HUNTINGTON BEACH — A police academy program beginning this fall at Golden West College will help to dramatically change police work by producing a more sensitive, proactive and independent patrol officer, experts say.
Instructors in the Community-Oriented Policing Pilot Program will emphasize crime deterrence, devising plans to tackle neighborhood problems and defuse volatile situations without the use of force.
Police hope that the new program, which begins in October with 45 trainees, spreads nationwide in order to change years of traditional instruction methods.
"We still train officers to react. Now, we want to train them to be proactive, analytical people in the community," said Tustin Police Chief W. Douglas Franks, one of five Orange County police chiefs who helped design the curriculum, along with Golden West instructors and the state commission on Peace Officer Standards and Training.

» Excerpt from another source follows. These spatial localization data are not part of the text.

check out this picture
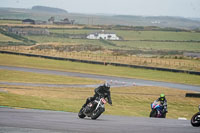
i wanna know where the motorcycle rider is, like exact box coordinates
[82,82,112,108]
[155,94,168,114]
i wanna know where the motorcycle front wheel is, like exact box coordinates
[78,107,86,118]
[191,112,200,127]
[150,110,157,118]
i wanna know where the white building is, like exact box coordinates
[87,30,120,40]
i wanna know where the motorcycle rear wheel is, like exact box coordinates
[161,113,166,118]
[91,108,104,120]
[191,112,200,127]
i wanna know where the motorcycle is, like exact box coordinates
[191,105,200,127]
[150,101,166,118]
[78,96,108,120]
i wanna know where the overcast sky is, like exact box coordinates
[0,0,200,18]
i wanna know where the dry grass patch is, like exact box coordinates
[1,46,200,71]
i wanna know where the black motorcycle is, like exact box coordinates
[78,96,109,120]
[191,105,200,127]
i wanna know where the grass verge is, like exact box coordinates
[0,69,102,84]
[0,85,199,119]
[0,53,200,85]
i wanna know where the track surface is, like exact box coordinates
[0,107,199,133]
[0,65,200,91]
[0,66,200,132]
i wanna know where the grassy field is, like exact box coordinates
[0,33,21,42]
[26,35,108,46]
[0,53,200,85]
[49,29,200,41]
[0,85,199,119]
[0,16,200,120]
[24,29,200,53]
[114,40,200,52]
[114,30,200,41]
[0,69,101,84]
[1,45,200,71]
[0,23,84,29]
[0,53,199,119]
[0,20,22,24]
[26,35,200,52]
[49,29,93,34]
[1,23,200,72]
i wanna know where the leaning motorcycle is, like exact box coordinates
[191,105,200,127]
[150,101,166,118]
[78,96,108,120]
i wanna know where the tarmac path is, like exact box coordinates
[0,66,200,132]
[0,107,199,133]
[0,65,199,92]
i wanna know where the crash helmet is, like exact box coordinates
[160,94,165,101]
[103,82,110,90]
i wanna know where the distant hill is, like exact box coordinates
[32,5,68,14]
[112,15,200,29]
[0,7,200,29]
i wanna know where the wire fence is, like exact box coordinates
[0,46,200,72]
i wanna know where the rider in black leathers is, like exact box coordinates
[82,82,112,107]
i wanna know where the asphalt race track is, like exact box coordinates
[0,65,200,91]
[0,107,199,133]
[0,65,200,133]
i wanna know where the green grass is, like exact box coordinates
[114,30,200,41]
[26,35,107,46]
[0,33,21,42]
[0,20,22,24]
[0,69,101,84]
[0,53,200,85]
[49,29,200,41]
[113,40,200,52]
[26,33,200,52]
[49,29,94,34]
[0,85,199,119]
[0,16,199,120]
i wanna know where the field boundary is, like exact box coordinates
[0,50,200,75]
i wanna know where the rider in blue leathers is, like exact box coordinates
[156,94,168,114]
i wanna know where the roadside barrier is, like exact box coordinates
[185,93,200,98]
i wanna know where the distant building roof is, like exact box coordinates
[22,19,35,23]
[87,30,120,40]
[184,52,200,58]
[88,30,115,35]
[48,17,55,22]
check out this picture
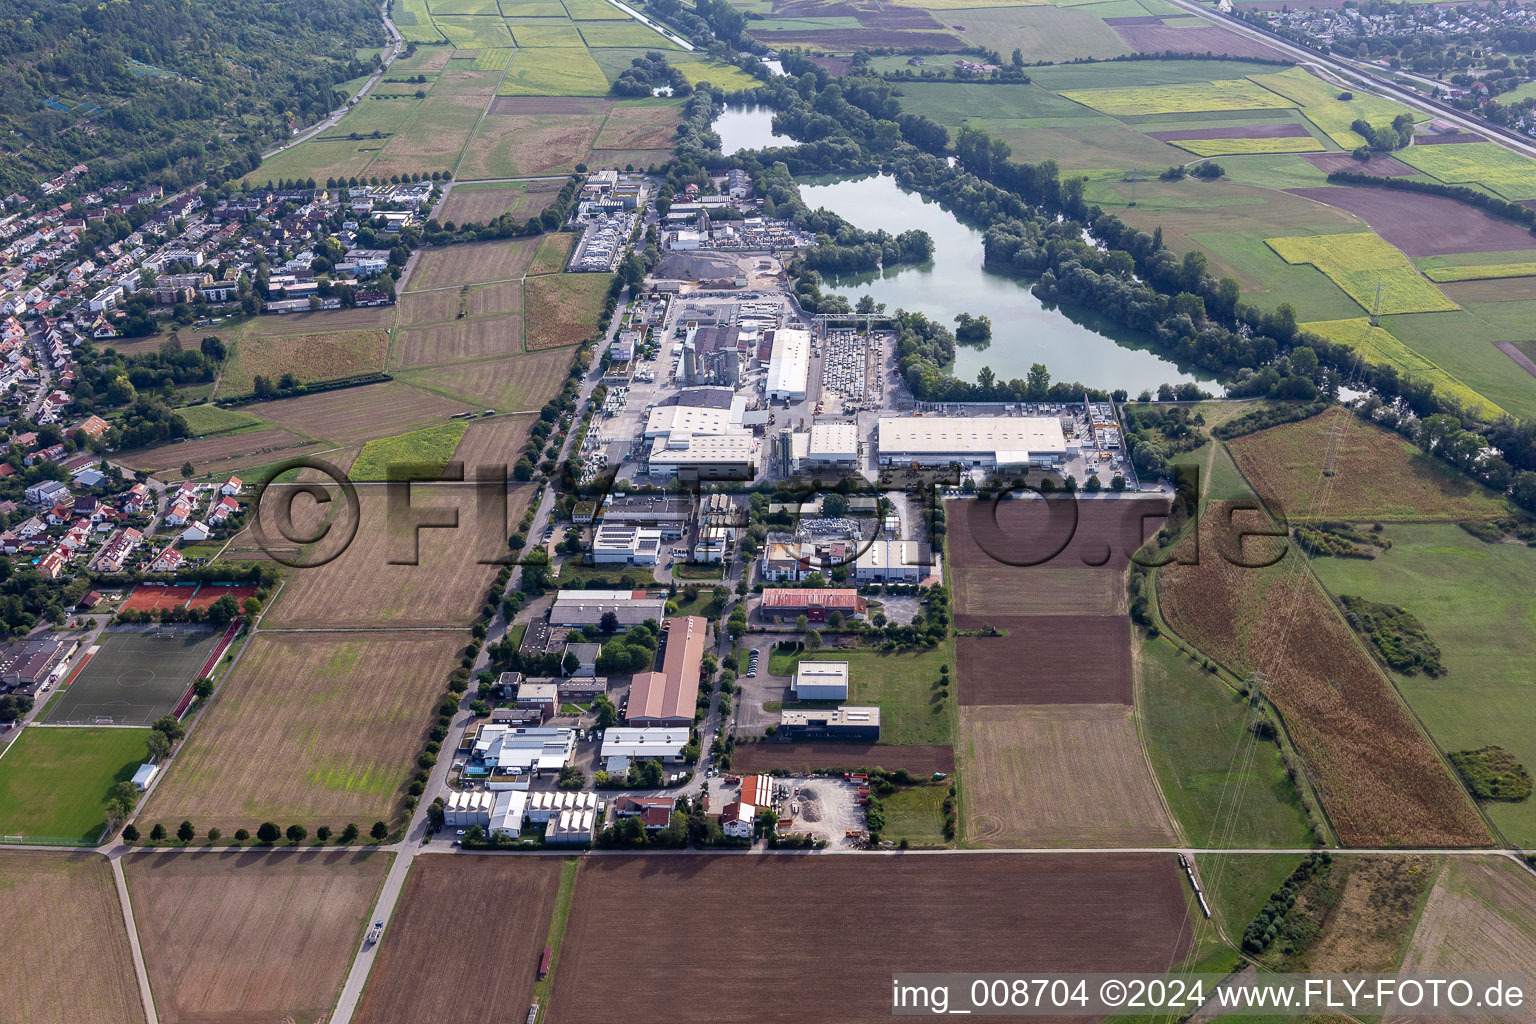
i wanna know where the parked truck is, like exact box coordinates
[365,920,384,946]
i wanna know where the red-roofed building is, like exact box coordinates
[758,588,867,624]
[625,615,705,727]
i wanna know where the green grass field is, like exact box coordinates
[1266,232,1457,314]
[1193,853,1306,960]
[1382,307,1536,421]
[1397,141,1536,201]
[577,20,677,46]
[671,60,760,91]
[506,17,586,45]
[178,404,266,436]
[1138,634,1315,848]
[879,784,950,847]
[1249,65,1419,148]
[499,47,610,95]
[348,421,469,481]
[1308,525,1536,847]
[0,728,152,843]
[434,15,517,47]
[772,646,955,748]
[1301,317,1503,417]
[1061,77,1286,116]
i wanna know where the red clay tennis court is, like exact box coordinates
[184,584,259,611]
[120,583,199,612]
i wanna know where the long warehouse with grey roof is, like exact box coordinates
[876,416,1073,468]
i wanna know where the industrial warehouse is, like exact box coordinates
[876,415,1071,469]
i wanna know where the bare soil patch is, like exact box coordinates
[1147,123,1312,141]
[956,614,1132,705]
[1287,185,1536,256]
[960,703,1178,848]
[124,848,391,1024]
[730,742,953,775]
[0,851,145,1024]
[253,381,475,446]
[548,854,1194,1023]
[261,482,531,629]
[143,630,469,828]
[391,317,523,369]
[354,856,563,1024]
[1302,151,1417,175]
[1415,133,1486,144]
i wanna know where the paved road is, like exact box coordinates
[1167,0,1536,162]
[261,0,403,161]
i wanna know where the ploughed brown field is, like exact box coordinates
[1157,502,1488,847]
[730,741,954,775]
[123,849,391,1024]
[353,855,564,1024]
[956,614,1131,705]
[546,854,1195,1023]
[1287,185,1536,256]
[0,852,146,1024]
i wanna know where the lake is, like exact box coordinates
[798,174,1215,394]
[714,104,791,157]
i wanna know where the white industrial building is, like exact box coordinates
[549,589,667,627]
[647,433,756,480]
[592,523,663,565]
[854,539,932,582]
[546,808,597,845]
[877,416,1071,469]
[489,789,528,837]
[790,422,859,471]
[765,328,810,401]
[600,727,690,764]
[472,725,576,783]
[444,790,495,827]
[527,789,600,823]
[792,661,849,701]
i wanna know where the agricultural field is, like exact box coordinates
[1061,77,1287,116]
[529,231,576,275]
[1424,261,1536,282]
[220,330,388,396]
[124,849,392,1024]
[397,288,466,326]
[499,47,610,96]
[591,100,683,150]
[1396,856,1536,1024]
[1224,406,1507,521]
[955,614,1131,704]
[1265,232,1457,315]
[1286,187,1536,258]
[178,404,265,436]
[449,414,537,467]
[400,348,575,411]
[959,703,1178,848]
[262,482,530,629]
[940,6,1131,63]
[436,180,562,225]
[1172,135,1323,156]
[390,317,524,368]
[118,427,318,474]
[1157,501,1489,848]
[253,381,475,446]
[1301,317,1502,417]
[405,236,540,290]
[1138,634,1316,849]
[1250,65,1419,148]
[1396,141,1536,200]
[1309,524,1536,846]
[670,60,761,91]
[0,852,146,1024]
[524,271,614,349]
[353,856,563,1024]
[460,104,608,177]
[348,421,469,480]
[0,727,152,843]
[729,742,954,775]
[546,855,1194,1022]
[367,71,500,179]
[142,631,467,829]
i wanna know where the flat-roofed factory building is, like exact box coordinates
[877,416,1072,469]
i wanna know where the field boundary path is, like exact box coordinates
[111,855,160,1024]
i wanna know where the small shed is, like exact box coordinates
[131,763,159,791]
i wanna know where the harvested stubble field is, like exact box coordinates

"I believe (the new program) will be the platform for major change in (teaching) law enforcement in the state of California. The nuts and bolts of training law enforcement officers has not changed much in 25 years. But requirements and demands have changed, so we have to change," Franks said.
Golden West will be the first in the state to offer the program, which will extend instruction 160 hours for a total of more than 900 hours, or about 20 weeks.
The program includes the 40 state-required courses, such as report writing, law, evidence gathering and the use of firearms.
It also will require students to study underlying causes of crime, cultural diversity, problem solving, organizational philosophies and "verbal judo," a technique designed to help officers deal with confrontational people and tense situations with voice commands, said Hugh Foster, director of the Golden West College Criminal Justice Training Center.
Some of the classroom instruction will deal with subjects rarely discussed in a formal manner. For example, the students will study how to manage fear.
"Law enforcement officers are subject to a great deal of fear they have to handle," Foster said. "Many times it can be a situation where they are in fear for their lives. To manage fear and emotion in an aggravated arrest situation or in a pursuit, obviously that is stressful and those are things we now talk about proactively."
In addition, for the first time, students will be required to go on "ride-alongs," where they will observe officers using some of the techniques taught in the classroom and then write a report, Foster said.
Instructors and county police chiefs, who worked for months to finalize the course work, will review the program and may make changes, Franks said.
"We fully expect many, many changes to be made after the first class and have it be an evolving process. . . . This really is an evolution in education and training, not just a new technique."
The program can cost students about $3,000.
Instructors want the academy studies to convey the message that officers should "think for yourself and take a risk," Franks said.
"We're really telling the police officer we want you to make the decision in the field, make the decision of what they are going to be doing in that community rather than have a lieutenant tell them how to act in that community," he said.
To those who are police officers, it may send another message.
"Personally, I think it's telling us we need to rethink all ways of policing," said Westminster Police Chief James Cook. "We have new populations to serve now. We have more budget restrictions now. And community-oriented policing lends itself to bringing people from neighborhoods in and seeks cooperation, and hopefully we can put an end to some of these problems."
The new classes came about partly in response to budgetary restraints among police departments, officials said.
Huntington Beach Police Chief Ronald E. Lowenberg said: "There is nothing wrong with the traditional way of training police officers, and an awful lot of what we talk about in community policing is a throwback to the good old days" when officers walked the neighborhood beat.
But, "especially in this day and age when the resources are becoming increasingly strained, we have to work smarter," said Lowenberg, who helped devise the new curriculum.